Der Duft weist ein paar blumige und ein paar dezent phenolische Akzente auf, dahinter spüre ich einen leicht säuerlichen Hauch.
Dem frischen und spritzigen Antrunk folgt eine fruchtig-frische, ganz dezent säuerliche und verhältnismäßig bizzelige erste Empfindung auf der Zunge. Nach einem Moment legt sich dieser recht aktive Eindruck, und ich spüre feine Mandarinenaromen, eine dezente Bittere und einen Hauch Phenol, so wie ihn viele belgische Hefen erzeugen. Nach dem Schluck treten die Phenole ein bisschen deutlicher hervor, ohne jedoch unangenehm zu werden. Gleichzeitig verwandelt sich die Bittere in einen etwas die Schleimhäute belegenden Eindruck, der von einer viskosen Textur geprägt ist.

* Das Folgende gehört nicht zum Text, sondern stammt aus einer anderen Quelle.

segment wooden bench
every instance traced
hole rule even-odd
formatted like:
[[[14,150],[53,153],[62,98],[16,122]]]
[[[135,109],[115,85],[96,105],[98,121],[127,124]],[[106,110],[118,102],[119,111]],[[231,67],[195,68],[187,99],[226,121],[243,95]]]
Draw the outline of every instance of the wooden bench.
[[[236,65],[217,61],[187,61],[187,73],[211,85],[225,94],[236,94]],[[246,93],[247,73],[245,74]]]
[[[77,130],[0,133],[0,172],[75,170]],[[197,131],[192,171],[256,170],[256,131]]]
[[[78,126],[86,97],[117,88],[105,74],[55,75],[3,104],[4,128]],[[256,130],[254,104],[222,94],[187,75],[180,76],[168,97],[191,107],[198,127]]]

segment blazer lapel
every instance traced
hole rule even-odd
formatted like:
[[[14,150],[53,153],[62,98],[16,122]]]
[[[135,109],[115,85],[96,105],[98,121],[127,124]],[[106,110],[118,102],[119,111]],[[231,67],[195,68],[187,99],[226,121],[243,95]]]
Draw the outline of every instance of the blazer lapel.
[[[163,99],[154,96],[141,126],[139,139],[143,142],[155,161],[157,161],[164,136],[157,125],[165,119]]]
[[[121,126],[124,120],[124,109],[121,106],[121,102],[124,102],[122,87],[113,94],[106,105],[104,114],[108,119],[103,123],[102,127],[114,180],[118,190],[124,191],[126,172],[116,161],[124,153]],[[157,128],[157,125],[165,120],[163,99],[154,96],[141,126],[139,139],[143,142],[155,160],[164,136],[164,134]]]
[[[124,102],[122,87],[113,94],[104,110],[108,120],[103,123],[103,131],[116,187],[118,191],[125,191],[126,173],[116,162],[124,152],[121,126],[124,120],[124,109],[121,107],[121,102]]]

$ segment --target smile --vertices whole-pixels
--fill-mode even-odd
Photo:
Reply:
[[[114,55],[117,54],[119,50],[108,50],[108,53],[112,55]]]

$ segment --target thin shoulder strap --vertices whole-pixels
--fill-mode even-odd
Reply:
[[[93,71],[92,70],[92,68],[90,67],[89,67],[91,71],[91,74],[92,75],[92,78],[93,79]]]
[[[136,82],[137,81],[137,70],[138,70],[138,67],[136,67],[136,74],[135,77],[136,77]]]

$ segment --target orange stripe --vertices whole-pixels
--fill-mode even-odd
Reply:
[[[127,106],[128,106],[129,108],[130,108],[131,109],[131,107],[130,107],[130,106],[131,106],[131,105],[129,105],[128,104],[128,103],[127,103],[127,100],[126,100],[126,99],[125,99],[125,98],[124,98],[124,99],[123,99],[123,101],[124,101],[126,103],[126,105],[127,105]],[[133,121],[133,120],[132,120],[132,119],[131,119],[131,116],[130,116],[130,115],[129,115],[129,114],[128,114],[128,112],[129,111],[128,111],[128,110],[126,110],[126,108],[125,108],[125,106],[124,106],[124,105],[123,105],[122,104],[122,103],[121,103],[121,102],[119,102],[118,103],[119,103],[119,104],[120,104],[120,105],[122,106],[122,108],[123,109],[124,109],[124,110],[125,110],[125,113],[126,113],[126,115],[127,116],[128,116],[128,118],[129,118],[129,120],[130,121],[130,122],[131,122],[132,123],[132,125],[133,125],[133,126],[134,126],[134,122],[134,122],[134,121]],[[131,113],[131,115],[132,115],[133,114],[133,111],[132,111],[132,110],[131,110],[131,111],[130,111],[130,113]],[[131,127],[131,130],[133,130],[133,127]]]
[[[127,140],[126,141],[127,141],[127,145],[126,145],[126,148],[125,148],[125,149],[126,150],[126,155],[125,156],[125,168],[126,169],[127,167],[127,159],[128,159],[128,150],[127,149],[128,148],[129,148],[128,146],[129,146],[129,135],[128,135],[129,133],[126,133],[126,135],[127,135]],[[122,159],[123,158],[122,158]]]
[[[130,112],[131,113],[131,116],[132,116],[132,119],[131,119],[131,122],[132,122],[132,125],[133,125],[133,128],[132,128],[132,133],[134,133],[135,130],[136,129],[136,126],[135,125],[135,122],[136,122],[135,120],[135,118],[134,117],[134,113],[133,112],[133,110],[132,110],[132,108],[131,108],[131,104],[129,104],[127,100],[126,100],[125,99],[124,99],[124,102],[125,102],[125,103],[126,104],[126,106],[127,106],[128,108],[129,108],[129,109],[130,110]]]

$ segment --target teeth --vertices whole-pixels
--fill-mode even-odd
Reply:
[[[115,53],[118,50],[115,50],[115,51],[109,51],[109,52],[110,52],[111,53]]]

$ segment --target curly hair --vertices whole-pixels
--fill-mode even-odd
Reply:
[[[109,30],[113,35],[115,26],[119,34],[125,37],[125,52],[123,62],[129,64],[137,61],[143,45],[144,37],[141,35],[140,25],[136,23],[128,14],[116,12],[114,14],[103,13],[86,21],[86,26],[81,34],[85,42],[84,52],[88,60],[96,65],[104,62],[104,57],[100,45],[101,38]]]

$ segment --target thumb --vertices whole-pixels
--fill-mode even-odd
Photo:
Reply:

Sportplatzgold – Pils (4,8%)
Ich hab irgendwie immer so meine Probleme mit Biernamen und -bezeichnungen, die auf Volumentrinker und deren unreflektiertes Flaschenleeren abzielen. Pülleken, Bölkstoff, Fußpils – das gefällt mir alles nicht so richtig. Egal, wie originell die Bezeichnung manchmal ist. Der Name „Sportplatzgold“ fällt leider auch in diese Kategorie. Gedankenloses nebenbei Weg-exen auf dem Fußballplatz, gerne auch schon am Sonntagvormittag bei den Alten Herren in größeren Mengen. Eher nix für mich.
Dabei ist dieses Bier gar nicht schlecht. Im Gegenteil. Es ist sogar richtig gut:
Eine schöne, goldene Farbe, blank filtriert, schneeweißer, stabiler und lange haltbarer Schaum.
Dezent kräuterige und heuartige Hopfenaromen, schön ausbalanciert. Nicht zu blumig-blümerant.
Ein frischer, spritziger und schlanker Antrunk.
Eine nicht zu kräftige, aber doch präsente und saubere Hopfenbittere, ein schlanker Körper, kaum Restsüße, ein feines Malzaroma im Hintergrund, eine angenehme Frische und retronasal schöne Hopfenakzente.
Ein sauberer Abgang, keine nachhängende Bittere und angenehm trockene Schleimhäute, die Lust auf den nächsten Schluck machen.
Ein grundsolides Pils, das vielleicht einen Hauch bitterer sein könnte (ich habe das Biertrinken vor weit über vierzig Jahren in Norddeutschland gelernt, also bitte sehr!), sonst aber sehr schön und stiltypisch daherkommt.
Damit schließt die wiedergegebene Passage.